As an alternative, which in any case is probably more efficient, you could push all the keys to a common case before using them in the map. A case-insensitive comparison is more costly than a regular string comparison. There's some Unicode gotcha to do with that which I can never quite remember, though. Maybe you have to convert -> lowercase -> uppercase, instead of just -> uppercase, or something like that, in order to avoid some nasty cases in certain languages or with titlecase characters. Anyone?
Also as other people said, you might not really want LPCWSTR as your key. This will store pointers in the map, which means that anyone who inserts a string has to ensure that the data it points to remains valid as long as it's in the hash_map.
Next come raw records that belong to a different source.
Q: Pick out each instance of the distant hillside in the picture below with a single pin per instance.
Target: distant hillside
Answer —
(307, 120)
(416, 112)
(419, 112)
It's often better in the long run for hash_map to keep a copy of the key string passed to insert, in which case you should use wstring as the key.
There was some great information given here. I gathered bits and pieces from the answers and put this one together:
#include "stdafx.h"
#include "atlbase.h"
#include <map>
#include <wchar.h>
typedef std::pair<std::wstring, int> MyPair;
struct key_comparer
{
bool operator()(std::wstring a, std::wstring b) const
{
return _wcsicmp(a.c_str(), b.c_str()) < 0;
}
};
int _tmain(int argc, _TCHAR* argv[])
{
std::map<std::wstring, int, key_comparer> mymap;
mymap.insert(MyPair(L"GHI",3));
mymap.insert(MyPair(L"DEF",2));
mymap.insert(MyPair(L"ABC",1));
std::map<std::wstring, int, key_comparer>::iterator iter;
iter = mymap.find(L"def");
if (iter == mymap.end()) {
printf("No match.\n");
} else {
printf("match: %i\n", iter->second);
}
return 0;
}
If you use an std::map instead of the non-standard hash_map, you can set the comparison function to be used when doing the binary search:
// Function object for case insensitive comparison
struct case_insensitive_compare
{
case_insensitive_compare() {}
// Function objects overloader operator()
// When used as a comparer, it should function as operator<(a,b)
bool operator()(const std::string& a, const std::string& b) const
{
return to_lower(a) < to_lower(b);
}
std::string to_lower(const std::string& a) const
{
std::string s(a);
std::for_each(s.begin(), s.end(), char_to_lower);
return s;
}
void char_to_lower(char& c) const
{
if (c >= 'A' && c <= 'Z')
c += ('a' - 'A');
}
};
// ...
std::map<std::string, std::string, case_insensitive_compare> someMap;
someMap["foo"] = "Hello, world!";
std::cout << someMap["FOO"] << endl; // Hello, world!
LPCWSTR is a pointer to a null-terminated array of unicode characters and probably not what you want in this case. Use the wstring specialization of basic_string instead.
For case-insensitivity, you would need to convert the keys to all upper case or all lower case before you insert and search. At least I don't think you can do it any other way.